Project 5: CUDA implementation of sorting on NVIDIA Tesla C870

Supervisor: Martin Burtscher

Goal: Figure out a good algorithm for sorting integers and floats on the NVIDIA Tesla C870. You should be familiar with conventional sorting algorithms such as quicksort and mergesort. There are also implementations of sorting algorithms called sorting networks that are designed for parallel computers. The first reference below describes sorting algorithms and networks in detail.

Requirements:
Readings:

Project 6: CUDA implementation of n-body methods on NVIDIA Tesla C870

Supervisor: Martin Burtscher

Goal: As you saw in lecture, there are two broad categories of algorithms for physical simulations: particle methods and continuous methods. The simplest particle method computes all pairwise interactions at each
time step, and is O(n^2) in complexity where n is the number of particles. More efficient approximate methods are available - for example, in lecture, you were introduced to the Barnes-Hut method which approximates clusters of distant particles by their center of mass.
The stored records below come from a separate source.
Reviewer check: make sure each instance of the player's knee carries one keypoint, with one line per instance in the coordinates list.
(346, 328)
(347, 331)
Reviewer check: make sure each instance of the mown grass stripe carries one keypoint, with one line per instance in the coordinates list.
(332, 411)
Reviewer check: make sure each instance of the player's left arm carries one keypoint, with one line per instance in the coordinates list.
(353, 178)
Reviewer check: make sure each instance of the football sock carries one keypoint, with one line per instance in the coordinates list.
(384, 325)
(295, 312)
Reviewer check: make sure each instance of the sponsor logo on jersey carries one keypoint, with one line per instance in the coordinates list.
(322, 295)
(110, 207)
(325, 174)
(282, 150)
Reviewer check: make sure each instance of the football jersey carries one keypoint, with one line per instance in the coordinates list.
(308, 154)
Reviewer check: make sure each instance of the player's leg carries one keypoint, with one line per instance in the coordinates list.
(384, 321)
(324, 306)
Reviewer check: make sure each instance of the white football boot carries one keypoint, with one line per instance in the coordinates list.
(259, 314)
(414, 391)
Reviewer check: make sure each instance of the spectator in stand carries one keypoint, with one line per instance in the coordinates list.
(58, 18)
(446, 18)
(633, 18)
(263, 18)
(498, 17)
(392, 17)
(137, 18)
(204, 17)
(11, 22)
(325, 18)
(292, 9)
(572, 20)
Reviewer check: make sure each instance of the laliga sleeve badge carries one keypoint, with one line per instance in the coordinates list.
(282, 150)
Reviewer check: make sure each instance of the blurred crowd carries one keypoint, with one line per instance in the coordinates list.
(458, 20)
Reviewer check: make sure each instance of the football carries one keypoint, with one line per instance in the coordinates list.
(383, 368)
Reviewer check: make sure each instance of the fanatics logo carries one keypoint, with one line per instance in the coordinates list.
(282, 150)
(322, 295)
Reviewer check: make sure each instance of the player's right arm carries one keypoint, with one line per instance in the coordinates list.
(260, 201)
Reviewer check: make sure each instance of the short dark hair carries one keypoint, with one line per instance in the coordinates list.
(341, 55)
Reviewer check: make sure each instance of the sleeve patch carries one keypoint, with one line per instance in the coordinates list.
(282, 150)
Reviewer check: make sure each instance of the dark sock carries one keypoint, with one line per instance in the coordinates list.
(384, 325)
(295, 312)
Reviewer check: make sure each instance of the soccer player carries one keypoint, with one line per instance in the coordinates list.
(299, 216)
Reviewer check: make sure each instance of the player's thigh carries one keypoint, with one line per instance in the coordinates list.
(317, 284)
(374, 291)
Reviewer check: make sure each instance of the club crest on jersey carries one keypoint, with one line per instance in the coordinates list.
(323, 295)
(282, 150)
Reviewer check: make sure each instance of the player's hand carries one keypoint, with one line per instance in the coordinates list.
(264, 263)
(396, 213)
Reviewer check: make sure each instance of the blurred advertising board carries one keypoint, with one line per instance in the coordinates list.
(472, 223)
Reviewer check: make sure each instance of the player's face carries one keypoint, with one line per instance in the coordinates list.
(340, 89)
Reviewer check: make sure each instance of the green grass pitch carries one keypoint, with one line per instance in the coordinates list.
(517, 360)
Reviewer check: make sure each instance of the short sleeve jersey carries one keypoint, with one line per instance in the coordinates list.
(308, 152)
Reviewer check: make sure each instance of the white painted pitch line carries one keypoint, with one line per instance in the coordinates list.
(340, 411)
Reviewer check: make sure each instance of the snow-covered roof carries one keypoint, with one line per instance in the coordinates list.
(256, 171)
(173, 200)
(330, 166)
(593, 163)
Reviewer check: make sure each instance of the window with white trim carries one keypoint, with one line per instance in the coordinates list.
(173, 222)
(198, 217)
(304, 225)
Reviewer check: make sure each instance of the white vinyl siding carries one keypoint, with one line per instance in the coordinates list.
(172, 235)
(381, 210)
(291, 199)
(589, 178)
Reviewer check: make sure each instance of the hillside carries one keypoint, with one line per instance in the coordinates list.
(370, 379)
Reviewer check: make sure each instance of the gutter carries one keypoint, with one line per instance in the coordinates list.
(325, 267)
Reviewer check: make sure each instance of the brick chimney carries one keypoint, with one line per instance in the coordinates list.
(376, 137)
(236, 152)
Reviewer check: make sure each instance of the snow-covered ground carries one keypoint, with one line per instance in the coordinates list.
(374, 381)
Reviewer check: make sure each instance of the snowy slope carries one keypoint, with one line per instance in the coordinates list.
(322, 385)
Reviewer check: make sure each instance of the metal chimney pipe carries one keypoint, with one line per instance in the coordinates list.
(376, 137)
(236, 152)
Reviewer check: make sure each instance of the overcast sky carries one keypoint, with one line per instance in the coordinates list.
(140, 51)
In this project, you must implement Barnes-Hut in CUDA and run it on the NVIDIA Tesla C870.

Readings:

Project 7: Visualization for mambo

Supervisor: Sid Chatterjee

Goal: The current output facilities for mambo are statistics oriented, but
there are enough hooks inside the simulator to enable richer visualization.
The goal of this project is to build a visualizer for mambo that will allow
the user to obtain a more detailed understanding of program performance
through a GUI.

Requirements:
You must produce a standalone visualizer that will work with the mambo
simulation infrastructure and allow graphical visualization of interesting
simulation events, such as the behavior of cache misses or pipeline stalls
as a function of time. Send mail to Sid Chatterjee (sc@us.ibm.com) for more
details.



Project 8:  Performance optimizations in multicore libraries


Supervisor: Sid Chatterjee

Goal: As we saw in the discussion of the Goto BLAS, high-performance
libraries typically use a number of different performance optimizations in
combination. The goal of this project is to take a well-tuned multicore
library (for either Cell or x86), analyze the various optimizations used in
it, and write up a report based on this analysis.

Requirements:
You must select a library from a non-numerical domain (i.e., no BLAS, FFT,
etc.). Choose a library for which you have source code available. Devise
a set of experiments to extract the components of performance. Write up a
final report based on the results of your experiments.